I just tried logging in to Kite Connect 1 and Kite Android app. My Kite Connect's login was not revoked and I placed an order successfully. I think, for now, a feasible solution in your case is to use kite.zerodha.com since you are using Kite Connect 1.
@Ajax, Even if you move to Kite Connect 3, this issue will be there because log out is called on kite3.zerodha.com We will update once the solution is deployed.
I have the same concern. Multiple sessions used to work perfectly fine before today.
@sujith Can you please comment.
Are you using kite.zerodha.com or kite3.zerodha.com?
Are you using kite Connect 1 or Kite Connect 3?
The request token is only valid for a couple of minutes and can be used only once. Once you get access token store it in preference or database and re-use it.
@vickin, @Ajax,
We are investigating this.
We are investigating the issue. Is this consistent or intermittent? Can you let us know the steps to reproduce this and also please mention which are the API calls that throws 403?
However, right now, it seems that I can simultaneously login in API and UI, but I am not placing any orders right now so I am not sure.
Also If I logout from UI, it API throws Token Exception. It seems logout from UI is some how invalidates the API access token.
If you log out of any platform then you will be logged out everywhere.
This is not intermittent. Calls start failing consistently .
To Reproduce, follow the steps:
1. Login to client connect API and generate access token using request token.
2. Open python command line (or any other supported language command line).
3. Instantiate a kite connect client object and assign the access token.
4. Open kite3.zerodah.com or kite android app & Login.
5. Try to place an order from using the kite connect client created earlier. You should get a TokenMismatch.
-----
Further, if you login again using the connect API, you will be logged out of the andorid app or kite3.
1. Login on kite3.zerodah.com.
2. login to API. This will log you out from kite3.zerodah.com
3. If I login again to kite3.zerodah.com, I will be logged out from API.
The only way it works right now is
1. Login into API first.
2. Then login to kite3.zerodah.com. I saw some intermittent errors with this as well but its not happening consistently.
It looks like the order matters right now. This was not something that I saw before yesterday.

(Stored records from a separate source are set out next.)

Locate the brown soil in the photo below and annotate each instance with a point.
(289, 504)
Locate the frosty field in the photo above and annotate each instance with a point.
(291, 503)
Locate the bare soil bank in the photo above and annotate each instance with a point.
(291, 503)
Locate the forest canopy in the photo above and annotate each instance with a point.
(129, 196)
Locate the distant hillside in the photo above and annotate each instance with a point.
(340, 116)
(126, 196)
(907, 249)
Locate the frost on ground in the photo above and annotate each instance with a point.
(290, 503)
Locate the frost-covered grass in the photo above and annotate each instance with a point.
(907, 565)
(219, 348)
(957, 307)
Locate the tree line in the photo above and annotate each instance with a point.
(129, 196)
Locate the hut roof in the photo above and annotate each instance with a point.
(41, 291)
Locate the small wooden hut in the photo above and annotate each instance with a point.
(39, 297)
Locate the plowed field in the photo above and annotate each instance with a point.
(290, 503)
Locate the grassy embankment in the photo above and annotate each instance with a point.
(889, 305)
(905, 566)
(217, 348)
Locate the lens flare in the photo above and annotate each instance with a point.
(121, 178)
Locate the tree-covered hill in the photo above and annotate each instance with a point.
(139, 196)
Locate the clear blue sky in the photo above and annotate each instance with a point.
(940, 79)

When you guys opened kite3.zerodha.com, did it call log out or directly landed on the login page?
From the mobile app, I opened the app - It went to the last screen I was on (market-watch). Then it went to the login page.

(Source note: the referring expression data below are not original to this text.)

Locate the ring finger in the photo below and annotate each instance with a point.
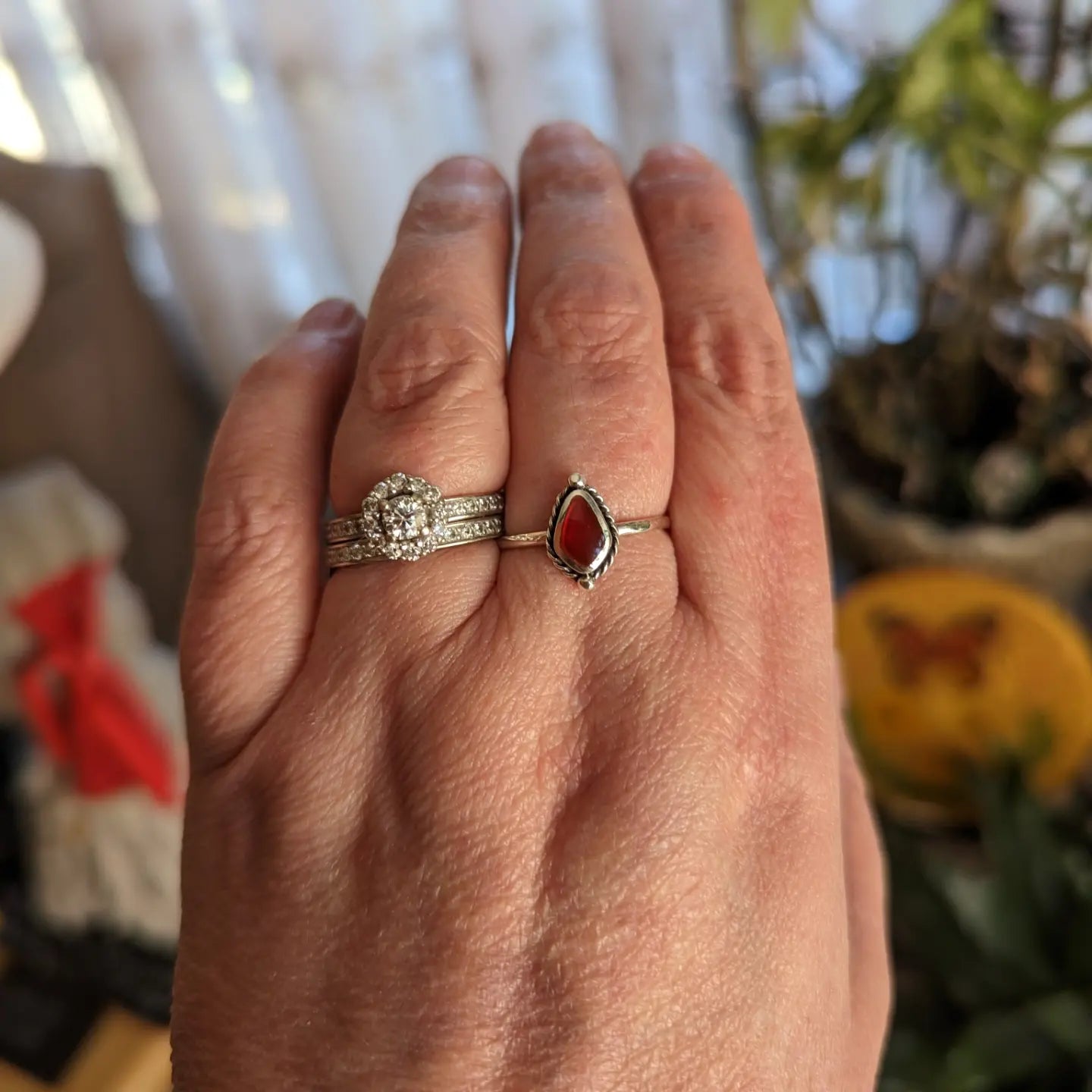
(588, 388)
(428, 394)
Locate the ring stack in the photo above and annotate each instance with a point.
(405, 518)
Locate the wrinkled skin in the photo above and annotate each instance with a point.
(460, 824)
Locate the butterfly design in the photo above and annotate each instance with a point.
(957, 647)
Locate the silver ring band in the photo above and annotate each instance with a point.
(405, 518)
(454, 510)
(349, 554)
(582, 536)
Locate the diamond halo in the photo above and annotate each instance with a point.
(403, 518)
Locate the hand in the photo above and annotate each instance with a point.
(460, 824)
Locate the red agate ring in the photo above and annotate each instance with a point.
(582, 536)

We are thinking of coming up with a feasible solution for this.
I had successfully authenticated the API, then I authenticated using web. After this, token that was saved from API auth started throwing 403.

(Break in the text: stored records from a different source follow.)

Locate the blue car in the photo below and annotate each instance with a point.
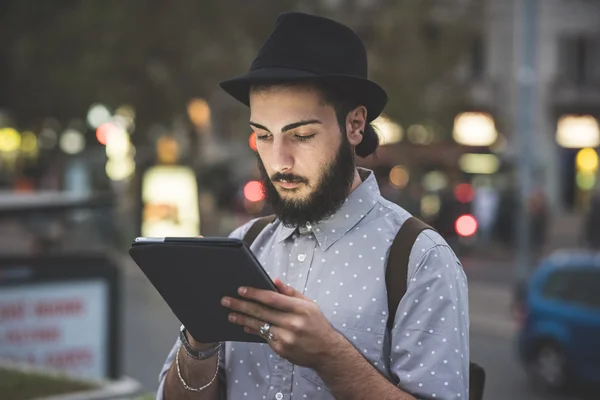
(559, 315)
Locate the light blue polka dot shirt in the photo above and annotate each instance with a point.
(340, 263)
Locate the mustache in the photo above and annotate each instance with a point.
(291, 178)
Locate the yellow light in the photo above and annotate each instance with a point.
(474, 129)
(120, 169)
(430, 205)
(170, 198)
(167, 150)
(118, 144)
(587, 160)
(199, 112)
(577, 131)
(479, 163)
(399, 176)
(585, 180)
(10, 140)
(419, 134)
(389, 132)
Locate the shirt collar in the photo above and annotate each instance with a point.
(358, 203)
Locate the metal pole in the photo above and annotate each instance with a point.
(527, 108)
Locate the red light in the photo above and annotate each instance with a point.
(464, 193)
(466, 225)
(252, 141)
(103, 131)
(253, 191)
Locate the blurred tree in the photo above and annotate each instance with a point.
(61, 56)
(415, 49)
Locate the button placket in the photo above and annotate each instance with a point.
(302, 260)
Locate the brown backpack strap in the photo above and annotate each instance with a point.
(396, 273)
(257, 228)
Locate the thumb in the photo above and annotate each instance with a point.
(287, 290)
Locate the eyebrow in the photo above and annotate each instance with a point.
(288, 127)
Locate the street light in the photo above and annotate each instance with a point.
(474, 129)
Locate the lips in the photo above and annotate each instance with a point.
(288, 184)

On 403, logging out from everywhere can still work out. But with the issue that I am facing, you cannot login into web app or android app after you generate the token or your token gets invalidated.
This is because if you log in using Kite Connect login URL, your session is also created in kite.zerodha.com and not kite3.zerodha.com.
As of now, kite3.zerodha.com is a separate setup. When you open kite3.zerodha.com, it will still have previous day's session which is no more valid. Hence 403 is thrown.
I just tried logging in to Kite Connect 1 and Kite Android app. My Kite Connect's login was not revoked and I placed an order successfully. I think, for now, a feasible solution in your case is to use kite.zerodha.com since you are using Kite Connect 1.
I have a question though. Do you mean I will not have this issue if I move to kite connect 3 and use kite3 ?
Also, please update this thread once a solution for this is in place and deployed.
Even if you move to Kite Connect 3, this issue will be there because log out is called on kite3.zerodha.com
We will update once the solution is deployed.